HSR&D Citation Abstract
Search | Search by Center | Search by Source | Keywords in Title
Replicating prediction algorithms for hospitalization and corticosteroid use in patients with inflammatory bowel disease.
Gan RW, Sun D, Tatro AR, Cohen-Mekelburg S, Wiitala WL, Zhu J, Waljee AK. Replicating prediction algorithms for hospitalization and corticosteroid use in patients with inflammatory bowel disease. PLoS ONE. 2021 Sep 20; 16(9):e0257520.
Previous work had shown that machine learning models can predict inflammatory bowel disease (IBD)-related hospitalizations and outpatient corticosteroid use based on patient demographic and laboratory data in a cohort of United States Veterans. This study aimed to replicate this modeling framework in a nationally representative cohort.

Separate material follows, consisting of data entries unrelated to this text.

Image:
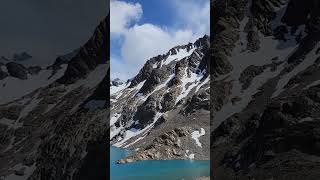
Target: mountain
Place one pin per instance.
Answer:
(265, 89)
(163, 112)
(59, 130)
(15, 74)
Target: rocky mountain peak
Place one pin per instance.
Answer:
(23, 56)
(159, 94)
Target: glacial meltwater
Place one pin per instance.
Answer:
(155, 169)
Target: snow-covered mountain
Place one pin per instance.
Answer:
(59, 130)
(163, 112)
(265, 89)
(21, 74)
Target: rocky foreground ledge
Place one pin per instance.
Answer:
(169, 146)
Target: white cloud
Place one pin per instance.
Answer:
(195, 14)
(140, 42)
(122, 14)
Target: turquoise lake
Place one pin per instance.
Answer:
(155, 170)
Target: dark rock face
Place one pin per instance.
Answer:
(21, 56)
(225, 34)
(248, 74)
(146, 112)
(274, 134)
(146, 70)
(116, 82)
(89, 56)
(64, 141)
(17, 70)
(3, 74)
(34, 70)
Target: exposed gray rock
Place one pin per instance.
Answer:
(17, 70)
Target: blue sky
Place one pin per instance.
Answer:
(141, 29)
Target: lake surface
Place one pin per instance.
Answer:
(155, 170)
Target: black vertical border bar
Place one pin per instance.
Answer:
(97, 163)
(211, 80)
(107, 140)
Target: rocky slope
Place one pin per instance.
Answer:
(59, 131)
(22, 71)
(265, 89)
(163, 112)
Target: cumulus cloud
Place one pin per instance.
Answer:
(195, 14)
(122, 14)
(140, 42)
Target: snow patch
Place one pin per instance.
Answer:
(196, 135)
(182, 53)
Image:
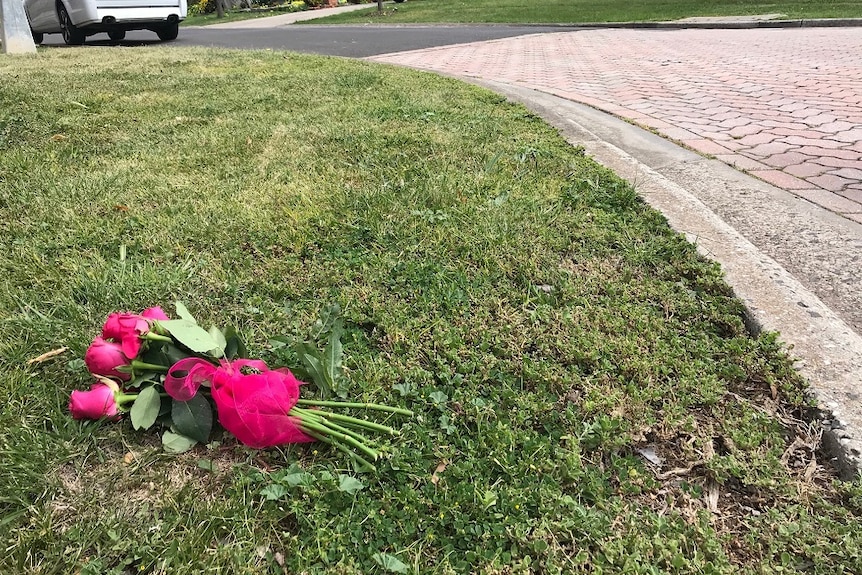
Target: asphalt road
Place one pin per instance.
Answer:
(348, 41)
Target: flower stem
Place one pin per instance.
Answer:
(347, 420)
(341, 447)
(311, 416)
(323, 428)
(122, 398)
(150, 336)
(372, 406)
(144, 366)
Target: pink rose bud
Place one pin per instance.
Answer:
(96, 403)
(104, 357)
(155, 313)
(254, 407)
(126, 328)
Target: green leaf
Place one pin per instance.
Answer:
(299, 478)
(326, 320)
(390, 562)
(332, 354)
(184, 313)
(176, 443)
(193, 418)
(191, 335)
(77, 364)
(221, 342)
(311, 359)
(234, 347)
(349, 484)
(146, 408)
(274, 491)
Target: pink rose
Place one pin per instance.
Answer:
(104, 357)
(254, 402)
(96, 403)
(186, 376)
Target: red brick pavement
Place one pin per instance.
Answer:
(784, 105)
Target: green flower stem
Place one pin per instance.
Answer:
(144, 366)
(322, 428)
(372, 406)
(121, 398)
(150, 336)
(309, 416)
(341, 447)
(351, 421)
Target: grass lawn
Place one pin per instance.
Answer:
(587, 397)
(571, 11)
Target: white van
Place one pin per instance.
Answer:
(77, 19)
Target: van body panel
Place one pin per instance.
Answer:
(93, 16)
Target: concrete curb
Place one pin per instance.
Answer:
(737, 24)
(673, 180)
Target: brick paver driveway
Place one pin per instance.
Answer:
(784, 105)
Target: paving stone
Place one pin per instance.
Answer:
(741, 162)
(769, 149)
(820, 142)
(782, 180)
(851, 174)
(705, 146)
(854, 195)
(786, 159)
(841, 154)
(806, 169)
(830, 182)
(830, 200)
(757, 139)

A retrospective cohort design using Optum Electronic Health Records (EHR) were used to identify IBD patients, with at least 12 months of follow-up between 2007 and 2018. IBD flare was defined as an inpatient/emergency visit with a diagnosis of IBD or an outpatient corticosteroid prescription for IBD. Predictors included demographic and laboratory data. Logistic regression and random forest (RF) models were used to predict IBD flare within 6 months of each visit. A 70% training and 30% validation approach was used.
A total of 95,878 patients across 780,559 visits were identified. Of these, 22,245 (23.2%) patients had at least one IBD flare. Patients were predominantly White (87.7%) and female (57.1%), with a mean age of 48.0 years. The logistic regression model had an area under the receiver operating curve (AuROC) of 0.66 (95% CI: 0.65-0.66), sensitivity of 0.69 (95% CI: 0.68-0.70), and specificity of 0.74 (95% CI: 0.73-0.74) in the validation cohort. The RF model had an AuROC of 0.80 (95% CI: 0.80-0.81), sensitivity of 0.74 (95% CI: 0.73-0.74), and specificity of 0.72 (95% CI: 0.72-0.72) in the validation cohort. Important predictors of IBD flare in the RF model were the number of previous flares, age, potassium, and white blood cell count.
The machine learning modeling framework was replicated and results showed a similar predictive accuracy in a nationally representative cohort of IBD patients. This modeling framework could be embedded in routine practice as a tool to distinguish high-risk patients for disease activity.